Segundo filme de Cronenberg,
ainda na faculdade. Sua estética aqui continua a mesma do filme anterior,
existe um narrador, nenhum diálogo ocorre em cena, a grande diferença sendo as
cores e talvez uma linearidade maior. Contando a história de Tripod um cientista
que busca desvendar o mistério do desparecimento do seu mentor que fazia uma
pesquisa para descobrir o que havia exterminado as mulheres da raça humana.
O ambiente universitário ainda permeia a narrativa, sem
contar claro as peculiaridades com o corpo que o diretor parece já desenvolver
nesse filme. A substância branca que começa se surgir da orelha de um dos seus
pacientes ou ainda os novos órgãos que começam a brotar no corpo de outro,
órgãos que se desprendem e geram uma dependência psicológica absurda. Existe um
interessante uso de simbologias corporais, como o cientista Tripod (tripé)

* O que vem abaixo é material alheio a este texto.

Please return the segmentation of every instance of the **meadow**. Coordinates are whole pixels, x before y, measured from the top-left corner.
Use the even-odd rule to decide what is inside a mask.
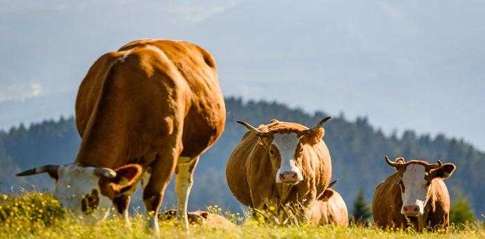
[[[213,213],[222,213],[212,206]],[[235,215],[229,216],[234,219]],[[147,229],[148,218],[135,213],[131,227],[116,215],[96,225],[87,224],[65,212],[51,195],[24,193],[19,195],[0,195],[0,238],[152,238]],[[160,237],[185,238],[184,231],[174,221],[161,222]],[[236,229],[206,229],[191,227],[191,238],[484,238],[485,227],[478,222],[453,226],[450,232],[410,231],[389,231],[373,227],[350,226],[276,226],[252,219],[239,222]]]

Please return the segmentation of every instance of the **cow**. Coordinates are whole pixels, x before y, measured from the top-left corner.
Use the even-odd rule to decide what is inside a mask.
[[[135,40],[99,57],[82,80],[74,162],[17,175],[47,172],[55,197],[72,211],[102,220],[112,204],[127,222],[130,195],[143,177],[143,200],[158,233],[157,212],[175,172],[177,217],[186,229],[194,170],[222,133],[225,117],[208,51],[184,41]]]
[[[396,172],[380,183],[374,193],[372,212],[381,228],[444,229],[450,225],[450,195],[443,179],[455,169],[453,163],[431,164],[424,160],[405,162],[402,157],[385,159]]]
[[[226,179],[234,197],[257,210],[315,200],[331,178],[330,156],[322,140],[328,119],[312,128],[274,119],[256,129],[238,121],[249,131],[227,163]]]
[[[309,204],[305,213],[308,222],[313,224],[349,225],[349,213],[345,202],[339,193],[330,187]]]
[[[176,215],[177,210],[170,210],[159,214],[159,219],[163,221],[170,220]],[[187,212],[188,222],[191,224],[199,225],[206,229],[236,230],[237,227],[226,218],[206,211]]]

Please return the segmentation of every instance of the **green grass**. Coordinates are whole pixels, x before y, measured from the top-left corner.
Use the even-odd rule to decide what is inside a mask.
[[[127,227],[112,216],[97,224],[83,223],[66,213],[58,202],[45,193],[28,193],[19,196],[0,195],[0,238],[150,238],[147,218],[132,218]],[[484,238],[485,228],[478,223],[454,227],[448,234],[387,231],[375,228],[330,226],[278,227],[254,220],[244,222],[230,231],[205,229],[191,226],[191,238]],[[162,238],[187,238],[174,222],[161,222]]]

lamber seus óculos para enxergar melhor, é como se dissesse que a saliva,
fluído corporal, intensificam sua percepção do mundo. Cronenberg conecta corpo
e mente, algo que foi cindido por um positivismo e pelo transcendentalismo
cartesiano da nossa sociedade.
Essa potência de seu cinema ainda não está tão forte
nesse filme, parece ainda confusa, assim como o próprio protagonista, que é um
observador, é a câmera de seu cinema. Ele está perdido, confuso, não sabe como
proceder sem seu mentor, e caminhando pelo laboratório de paciente para
paciente, até chegar à estranha organização de pedófilos, percebemos no seu
rosto uma sensação de prazer e ao mesmo tempo de não saber o que estar fazendo.
O ritmo do filme o acompanha lento, indo de um lado a outro, sem saber que
direção vai chegar, penso até mesmo que nesse filme existe menos proposito que
em seu primeiro. Usando de uma trilha sonora, em poucos momentos, experimental
e distorcida nos causando agonia, mas nada que irá superar a última sequência,
algo que pode ser visto por certos olhos como antiético para ter sido gravado.
Crimes do Futuro ainda não é o Cronenberg, é um estudante
com diversas ideias na cabeça e não sabe como montá-las em filme coeso. Alguns
traços de peculiaridade e de estilo, mas perdidos à narrativa monótona, como
pode fazer um filme interessante e ao mesmo tempo tão monótono?